Vitamin D is obtained from sun exposure and diet. Surprisingly, in a mostly sunny country like Australia, vitamin D deficiency is a public health issue. Among Aboriginal people, nearly one in three adults are vitamin D deficient; this increases to two in five among Aboriginal adults living in remote regions.
Vitamin D is essential for bone health, and vitamin D deficiency has been associated with a number of chronic diseases, such as diabetes and cardiovascular disease.
Dr Lucinda Black, Senior Research Fellow in the School of Public Health at Curtin University is the Chief Investigator on the project.
"Despite delays due to COVID-19, we have begun initial yarns with Elders in Perth and communities in the Kimberley (using web technology), to learn more about traditional diets and cooking methods, and sun exposure practices.

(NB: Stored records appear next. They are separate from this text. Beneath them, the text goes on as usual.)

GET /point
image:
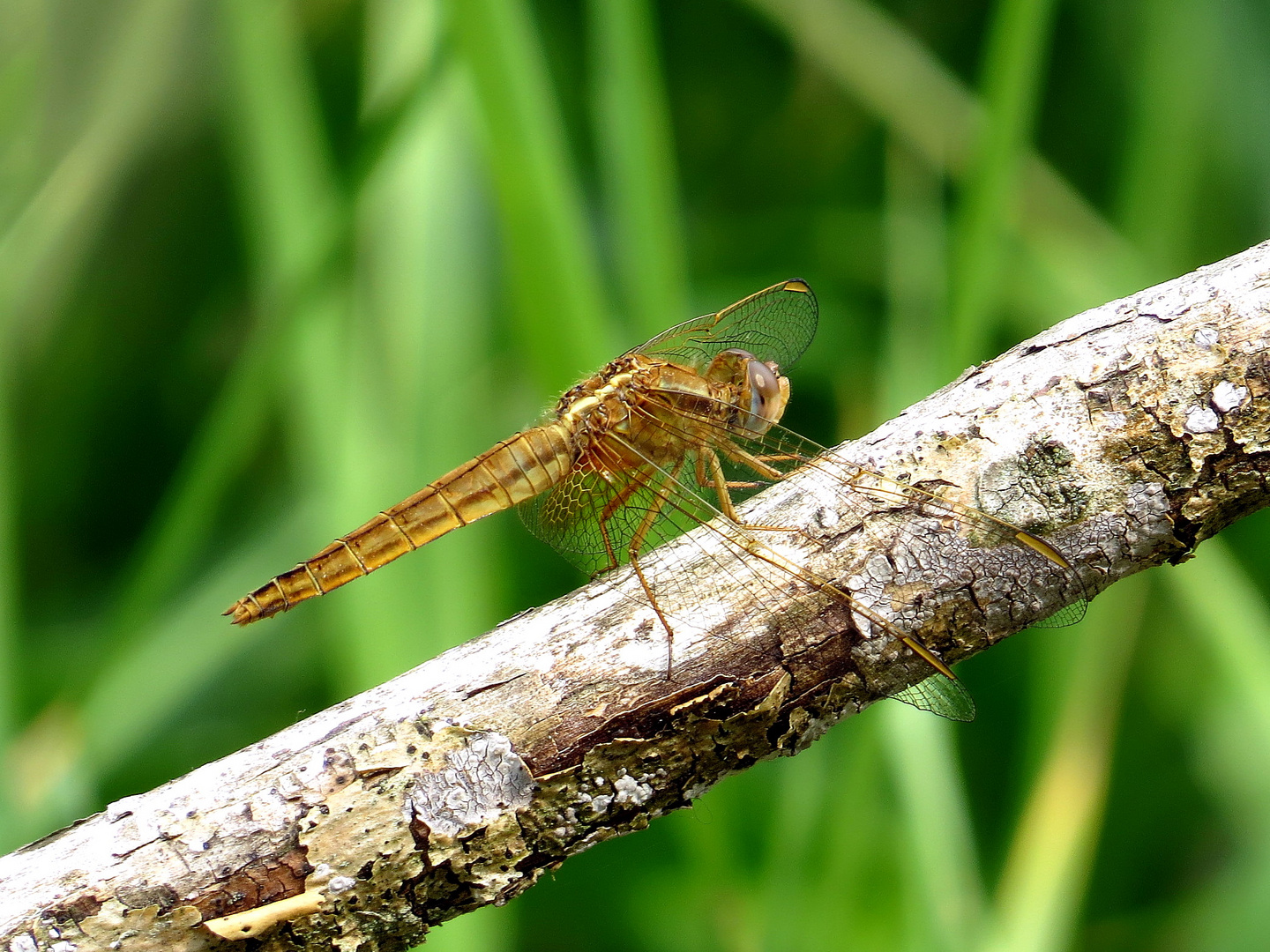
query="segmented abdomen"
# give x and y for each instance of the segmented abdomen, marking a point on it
(514, 470)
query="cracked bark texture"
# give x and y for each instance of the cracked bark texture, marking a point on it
(1125, 435)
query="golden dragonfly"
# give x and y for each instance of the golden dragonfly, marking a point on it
(669, 437)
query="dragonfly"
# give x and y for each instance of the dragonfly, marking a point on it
(671, 438)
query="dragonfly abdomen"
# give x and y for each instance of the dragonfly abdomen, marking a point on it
(510, 472)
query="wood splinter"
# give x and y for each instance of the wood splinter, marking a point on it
(251, 922)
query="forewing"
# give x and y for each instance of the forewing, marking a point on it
(775, 324)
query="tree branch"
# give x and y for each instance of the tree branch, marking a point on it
(1125, 435)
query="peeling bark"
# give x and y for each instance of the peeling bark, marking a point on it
(1125, 435)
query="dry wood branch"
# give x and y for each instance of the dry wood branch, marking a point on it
(1125, 435)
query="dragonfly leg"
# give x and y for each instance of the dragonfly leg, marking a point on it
(660, 499)
(616, 502)
(926, 655)
(721, 485)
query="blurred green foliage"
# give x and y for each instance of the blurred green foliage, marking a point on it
(268, 265)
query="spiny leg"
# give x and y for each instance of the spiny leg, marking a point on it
(608, 513)
(660, 498)
(721, 485)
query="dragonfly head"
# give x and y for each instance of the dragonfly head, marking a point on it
(764, 391)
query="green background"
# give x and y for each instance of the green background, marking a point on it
(268, 267)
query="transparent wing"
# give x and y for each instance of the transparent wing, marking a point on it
(602, 522)
(940, 695)
(775, 324)
(1005, 556)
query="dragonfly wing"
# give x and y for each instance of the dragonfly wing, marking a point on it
(596, 519)
(775, 324)
(883, 505)
(940, 695)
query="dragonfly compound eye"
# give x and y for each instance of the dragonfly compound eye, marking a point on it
(766, 398)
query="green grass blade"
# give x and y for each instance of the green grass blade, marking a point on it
(291, 207)
(61, 755)
(944, 888)
(42, 244)
(557, 292)
(1172, 86)
(915, 277)
(637, 160)
(1080, 260)
(424, 276)
(1050, 856)
(1231, 738)
(943, 877)
(1232, 619)
(1013, 69)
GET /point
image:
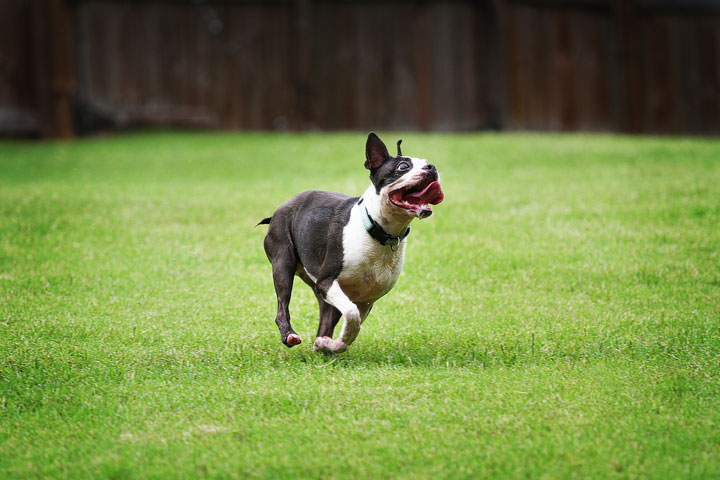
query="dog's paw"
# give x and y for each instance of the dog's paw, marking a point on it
(328, 345)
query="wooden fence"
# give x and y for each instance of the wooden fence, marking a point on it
(599, 65)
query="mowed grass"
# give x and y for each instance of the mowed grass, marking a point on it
(558, 316)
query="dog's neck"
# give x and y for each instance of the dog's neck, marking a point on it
(392, 219)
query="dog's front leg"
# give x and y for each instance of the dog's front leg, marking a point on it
(352, 317)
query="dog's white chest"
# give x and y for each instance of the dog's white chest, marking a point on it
(370, 270)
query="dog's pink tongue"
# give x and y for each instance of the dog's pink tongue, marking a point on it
(432, 194)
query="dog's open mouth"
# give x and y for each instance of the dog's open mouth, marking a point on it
(418, 198)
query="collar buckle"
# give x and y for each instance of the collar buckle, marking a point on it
(379, 233)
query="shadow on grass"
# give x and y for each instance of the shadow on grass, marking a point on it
(433, 351)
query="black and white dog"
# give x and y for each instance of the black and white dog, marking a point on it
(350, 250)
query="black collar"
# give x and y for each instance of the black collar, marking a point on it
(376, 231)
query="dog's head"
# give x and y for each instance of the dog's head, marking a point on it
(405, 183)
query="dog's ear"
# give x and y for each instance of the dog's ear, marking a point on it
(375, 152)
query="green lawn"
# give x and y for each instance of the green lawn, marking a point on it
(558, 316)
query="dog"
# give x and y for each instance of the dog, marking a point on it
(349, 250)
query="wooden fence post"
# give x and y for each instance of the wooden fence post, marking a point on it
(54, 70)
(629, 53)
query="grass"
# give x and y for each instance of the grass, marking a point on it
(558, 317)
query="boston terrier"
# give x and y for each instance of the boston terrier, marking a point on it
(349, 250)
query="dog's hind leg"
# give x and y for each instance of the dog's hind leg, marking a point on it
(329, 316)
(284, 263)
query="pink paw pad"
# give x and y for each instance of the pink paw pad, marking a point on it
(328, 345)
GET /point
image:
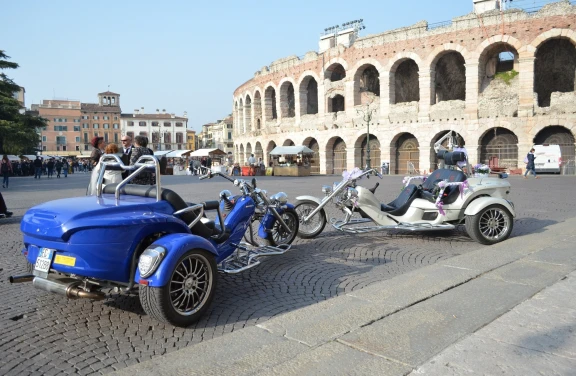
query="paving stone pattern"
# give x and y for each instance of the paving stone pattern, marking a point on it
(43, 333)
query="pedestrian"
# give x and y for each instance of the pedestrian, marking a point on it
(37, 168)
(4, 213)
(58, 166)
(112, 176)
(50, 166)
(529, 160)
(139, 149)
(99, 145)
(126, 153)
(6, 170)
(65, 167)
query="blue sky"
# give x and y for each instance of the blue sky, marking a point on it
(174, 54)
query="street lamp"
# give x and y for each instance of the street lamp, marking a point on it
(367, 117)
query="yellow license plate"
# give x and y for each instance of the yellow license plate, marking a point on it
(65, 260)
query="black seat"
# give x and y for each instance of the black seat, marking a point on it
(177, 203)
(401, 204)
(450, 193)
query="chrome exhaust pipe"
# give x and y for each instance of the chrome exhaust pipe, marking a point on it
(67, 287)
(21, 278)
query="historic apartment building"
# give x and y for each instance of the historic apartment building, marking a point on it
(219, 135)
(101, 119)
(503, 80)
(165, 131)
(62, 135)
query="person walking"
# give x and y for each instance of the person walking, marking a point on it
(99, 146)
(65, 167)
(6, 170)
(530, 164)
(4, 213)
(37, 168)
(126, 153)
(139, 149)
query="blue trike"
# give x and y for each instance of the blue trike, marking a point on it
(147, 239)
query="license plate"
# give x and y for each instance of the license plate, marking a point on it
(44, 260)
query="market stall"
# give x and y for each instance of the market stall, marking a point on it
(291, 160)
(219, 158)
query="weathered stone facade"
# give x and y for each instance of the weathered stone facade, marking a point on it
(477, 76)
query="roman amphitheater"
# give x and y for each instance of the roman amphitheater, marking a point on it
(503, 80)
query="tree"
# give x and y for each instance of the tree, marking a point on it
(18, 130)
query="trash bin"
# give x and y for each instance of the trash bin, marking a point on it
(385, 168)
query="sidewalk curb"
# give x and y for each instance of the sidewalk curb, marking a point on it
(345, 333)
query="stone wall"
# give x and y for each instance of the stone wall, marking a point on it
(482, 103)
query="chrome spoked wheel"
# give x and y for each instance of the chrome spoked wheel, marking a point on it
(491, 225)
(494, 223)
(191, 284)
(313, 226)
(279, 235)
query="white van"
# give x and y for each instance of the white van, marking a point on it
(548, 158)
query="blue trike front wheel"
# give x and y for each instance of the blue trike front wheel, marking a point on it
(188, 294)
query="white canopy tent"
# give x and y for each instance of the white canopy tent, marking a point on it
(206, 152)
(291, 150)
(178, 153)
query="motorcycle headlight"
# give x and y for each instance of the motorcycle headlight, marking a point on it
(225, 194)
(280, 197)
(149, 260)
(352, 193)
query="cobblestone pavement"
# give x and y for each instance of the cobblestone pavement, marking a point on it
(43, 333)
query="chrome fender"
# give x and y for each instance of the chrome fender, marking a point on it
(175, 245)
(311, 198)
(480, 203)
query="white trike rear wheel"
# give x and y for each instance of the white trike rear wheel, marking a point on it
(490, 225)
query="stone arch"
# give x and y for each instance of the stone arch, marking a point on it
(248, 113)
(361, 148)
(241, 116)
(458, 140)
(336, 102)
(366, 84)
(404, 81)
(308, 91)
(287, 99)
(449, 78)
(313, 144)
(336, 71)
(257, 108)
(270, 112)
(498, 148)
(336, 155)
(405, 153)
(562, 136)
(241, 156)
(496, 57)
(248, 151)
(554, 69)
(258, 151)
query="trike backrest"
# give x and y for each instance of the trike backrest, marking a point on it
(441, 174)
(150, 191)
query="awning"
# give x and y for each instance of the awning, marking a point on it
(162, 152)
(291, 150)
(178, 153)
(207, 152)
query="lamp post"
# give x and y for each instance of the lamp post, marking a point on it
(367, 117)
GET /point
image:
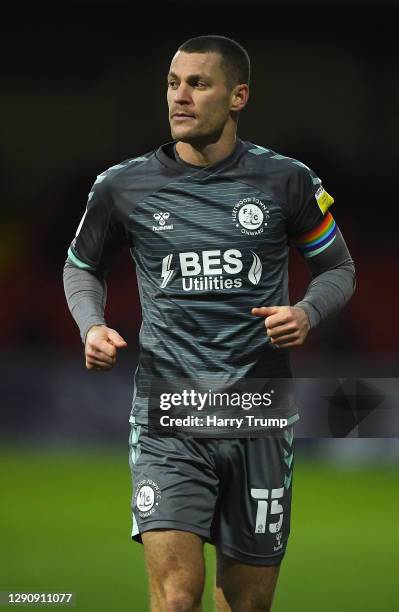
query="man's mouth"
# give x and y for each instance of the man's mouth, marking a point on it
(182, 116)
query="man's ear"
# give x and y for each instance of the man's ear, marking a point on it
(239, 97)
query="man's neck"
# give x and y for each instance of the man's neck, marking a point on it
(206, 155)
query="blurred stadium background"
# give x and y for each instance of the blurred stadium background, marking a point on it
(82, 88)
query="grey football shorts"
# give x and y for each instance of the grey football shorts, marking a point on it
(234, 493)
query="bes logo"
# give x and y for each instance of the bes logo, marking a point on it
(251, 215)
(211, 270)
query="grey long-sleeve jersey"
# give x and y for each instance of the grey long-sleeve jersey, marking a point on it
(209, 244)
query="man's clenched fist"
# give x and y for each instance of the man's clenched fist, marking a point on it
(287, 326)
(100, 347)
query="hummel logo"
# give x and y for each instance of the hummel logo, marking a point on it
(161, 217)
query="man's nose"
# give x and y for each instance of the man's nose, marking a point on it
(182, 93)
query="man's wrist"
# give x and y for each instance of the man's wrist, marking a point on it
(312, 314)
(91, 326)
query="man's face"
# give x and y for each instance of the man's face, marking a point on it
(198, 97)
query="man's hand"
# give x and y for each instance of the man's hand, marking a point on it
(287, 326)
(100, 347)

We will work closely with rangers to collect bush tucker and measure these foods for vitamin D.
"This will help us identify the best bush tucker sources of dietary vitamin D.
"We will also identify ways in which Aboriginal people can make sure they have safe sun exposure to promote good vitamin D status," Dr Black said.
Based on community preferences, the project team will develop ways to promote sustainable consumption of bush tucker, traditional cooking methods, and safe sun exposure practices, to reduce vitamin D deficiency among Aboriginal people.